昔から好きだという80年代のブート品のラグ。自身も玄関マットとして愛用している。


― 自分の軸を、好きを、大切にされているのが伝わってきます。今の店舗を作ることになった経緯を教えてください。
フルタイムのアパレルショップでの派遣の仕事に加え、日本各地での出店が続き、毎日充実していて楽しくてしょうがなかったとはいえ、ほぼ休みのない生活が1年2ヶ月くらい続いた時に「あれ。疲れたな・・・」と(笑)そのタイミングでショップの店長から「新しいスタッフが二人入ることになった」と告げられ、派遣のスタッフとして働くのは潮時かなと退職を決意し、次のステップへ進むことにしました。



― 古着屋として独立する、お店を持つタイミングがきたということですね。
とはいうものの、お店を辞めて半年くらいは、ゆっくりしようかなと思っていました。出店とオンラインの売上げで生活するには困らなかったので、1年以内にお店を持つことを目標に少し休憩しようかなと。そのはずだったんですけど・・・。物件は当初の予定より半年早く見つかりまして(笑)

― なぜ半年も早く見つかったんですか?
僕、ずっと坊主だったんです。髪の毛が伸びてきてもセルフカットしていて。でも、ちょうど辞めたくらいのタイミングで、いつもよりも伸びていたんですよね。いいタイミングだし、久しぶりに美容院でも行こうかなと思い立って。お店を辞めたこと、自分の店を探していることを美容師さんになんとなく話したら、ハセビルの話を聞いたんです。「大須周辺に特徴的な形をしているビルが5,6棟あるよ。かっこいいから見てきたら?」って。すぐに問い合わせました。

― 再び即行動!すばらしいですね。それが今のお店ですか?
そうなんです。ちょうど1部屋だけ空きがあって。もし、あの時、髪の毛が伸びていなかったら、いつも通り自分で坊主にしていたら、この店はありませんでした。仕事を辞めてから半年後くらいにお店を始めるための用意をするはずが、辞めて1ヶ月後には物件の契約をしていました。さらに、部屋の床と壁の工事が終わったタイミングで、気づけばお店のオープンまで残り15日。本当に時間がなかったです(笑)

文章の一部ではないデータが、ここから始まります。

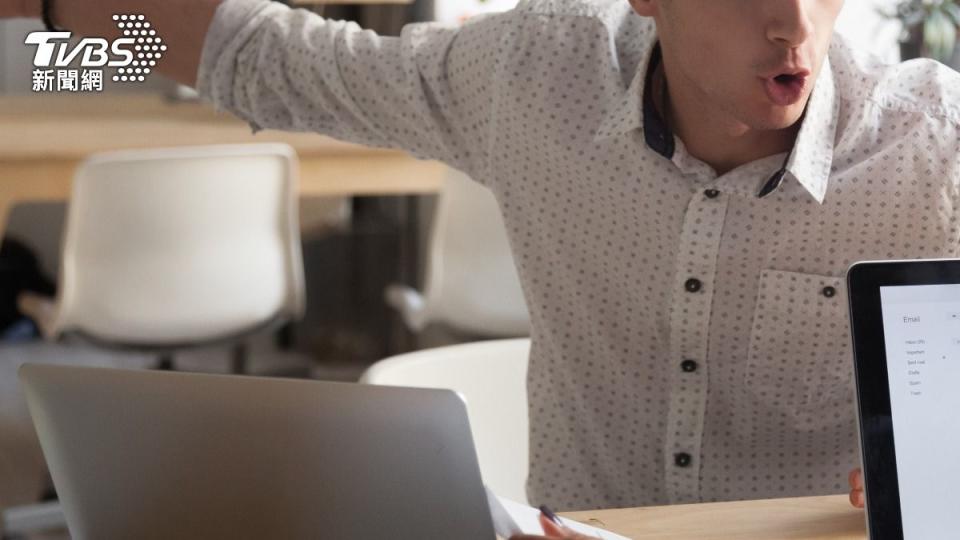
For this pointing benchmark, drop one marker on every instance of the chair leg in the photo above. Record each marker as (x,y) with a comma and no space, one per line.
(239,359)
(165,362)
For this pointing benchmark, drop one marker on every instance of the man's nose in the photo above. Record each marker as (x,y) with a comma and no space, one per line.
(789,21)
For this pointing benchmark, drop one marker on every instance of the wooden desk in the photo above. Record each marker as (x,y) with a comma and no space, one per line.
(821,518)
(43,137)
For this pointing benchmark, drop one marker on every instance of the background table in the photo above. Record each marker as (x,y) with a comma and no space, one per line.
(820,518)
(43,137)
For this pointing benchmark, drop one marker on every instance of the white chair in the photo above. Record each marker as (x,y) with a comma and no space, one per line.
(491,376)
(178,247)
(471,280)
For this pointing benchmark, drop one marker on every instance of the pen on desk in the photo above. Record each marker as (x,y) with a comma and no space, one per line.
(550,515)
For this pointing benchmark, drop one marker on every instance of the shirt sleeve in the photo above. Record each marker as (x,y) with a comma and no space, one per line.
(427,91)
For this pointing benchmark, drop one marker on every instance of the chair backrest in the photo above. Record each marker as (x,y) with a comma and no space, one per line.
(471,279)
(181,245)
(491,376)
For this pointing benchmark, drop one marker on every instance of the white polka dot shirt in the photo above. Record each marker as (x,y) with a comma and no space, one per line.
(689,339)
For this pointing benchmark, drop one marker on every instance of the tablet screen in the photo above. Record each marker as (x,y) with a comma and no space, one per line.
(921,326)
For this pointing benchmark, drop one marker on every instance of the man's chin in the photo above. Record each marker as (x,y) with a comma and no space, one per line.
(775,118)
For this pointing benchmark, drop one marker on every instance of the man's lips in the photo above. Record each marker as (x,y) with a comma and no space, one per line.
(785,87)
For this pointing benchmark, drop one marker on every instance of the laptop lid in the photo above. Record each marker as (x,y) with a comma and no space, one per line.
(905,324)
(146,454)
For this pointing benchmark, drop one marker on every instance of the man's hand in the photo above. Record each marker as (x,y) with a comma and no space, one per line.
(856,488)
(554,531)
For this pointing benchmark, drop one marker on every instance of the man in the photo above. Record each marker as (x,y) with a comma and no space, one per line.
(684,184)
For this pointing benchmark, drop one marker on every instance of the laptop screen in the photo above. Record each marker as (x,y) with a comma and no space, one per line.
(921,326)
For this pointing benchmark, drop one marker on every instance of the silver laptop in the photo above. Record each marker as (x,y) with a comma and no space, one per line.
(144,454)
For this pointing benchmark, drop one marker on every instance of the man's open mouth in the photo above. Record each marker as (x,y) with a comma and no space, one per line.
(785,89)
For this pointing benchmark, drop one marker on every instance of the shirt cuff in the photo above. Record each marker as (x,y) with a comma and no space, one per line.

暗闇で光るFLOWのロゴとビジュアルがモチーフのステッカー。お店でもらえます。


― 短期間で、看板や什器、インテリア、ステッカーまで。とくにこだわった点を教えてください。
「和」の要素は絶対に入れたくて、まずは畳屋さんに連絡しました。畳は店内中央のメインテーブルで使用しています。それと「うちわ」ですね。京都まで買いに行きました(笑)

― わざわざ、京都までですか?
はい。友人に電話をして、今から京都にうちわを買いに行こうと(笑)数ある中から自分の目で見て決めたかったんです。その他の店内の雑貨や什器にもこだわっていています。限られた時間の中でじぶんの好きなものをかき集めました。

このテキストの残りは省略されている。